Soutien de la droite
Si les indigènes sont en pointe de la contestation sociale, c’est aussi parce qu’ils sont les plus touchés par la pauvreté et travaillent majoritairement à la campagne. Si les prix des carburants s’envolent, ils devront payer davantage pour le transport de leurs produits, tout en redoutant que l’inflation s’emballe.
Ce mouvement social, marqué par des blocages de routes et de puits pétroliers en Amazonie, des manifestations parfois violentes et des grèves, est inédit dans le petit pays andin depuis 2007.

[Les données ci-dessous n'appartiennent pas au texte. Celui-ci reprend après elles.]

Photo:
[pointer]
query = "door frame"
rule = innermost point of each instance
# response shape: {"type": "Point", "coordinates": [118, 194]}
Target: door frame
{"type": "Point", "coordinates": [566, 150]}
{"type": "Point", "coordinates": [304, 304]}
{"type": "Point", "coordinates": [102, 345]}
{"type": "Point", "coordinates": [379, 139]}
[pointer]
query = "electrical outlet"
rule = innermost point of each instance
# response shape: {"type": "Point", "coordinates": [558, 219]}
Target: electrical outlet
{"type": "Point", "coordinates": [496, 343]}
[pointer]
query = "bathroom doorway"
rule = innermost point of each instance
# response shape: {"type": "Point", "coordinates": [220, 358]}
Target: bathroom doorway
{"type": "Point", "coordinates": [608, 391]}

L’occupation de plusieurs champs pétroliers a conduit les autorités à suspendre mercredi les opérations de son principal oléoduc, le Trans-Equatorian Oil Pipeline System (SOTE), paralysant le transport de 68 % de sa production (531.000 barils par jour).
Malgré tout, Lenin Moreno, qui se revendique toujours socialiste, a reçu dans ce conflit le soutien inattendu de la droite et de l’armée. A Guayaquil, bastion des milieux d’affaires, des milliers d’Equatoriens ont manifesté mercredi pour prendre sa défense.
De son côté, le secrétaire général des Nations Unies Antonio Guterres a fait part de son "inquiétude" concernant la situation en Equateur. L’ONU se dit prête "à soutenir le dialogue, si sa participation est acceptée par toutes les parties".
Par ailleurs, les président péruvien et chilien, Martin Vizcarra et Sebastian Piñera, ont apporté leur soutien à Lenin Moreno.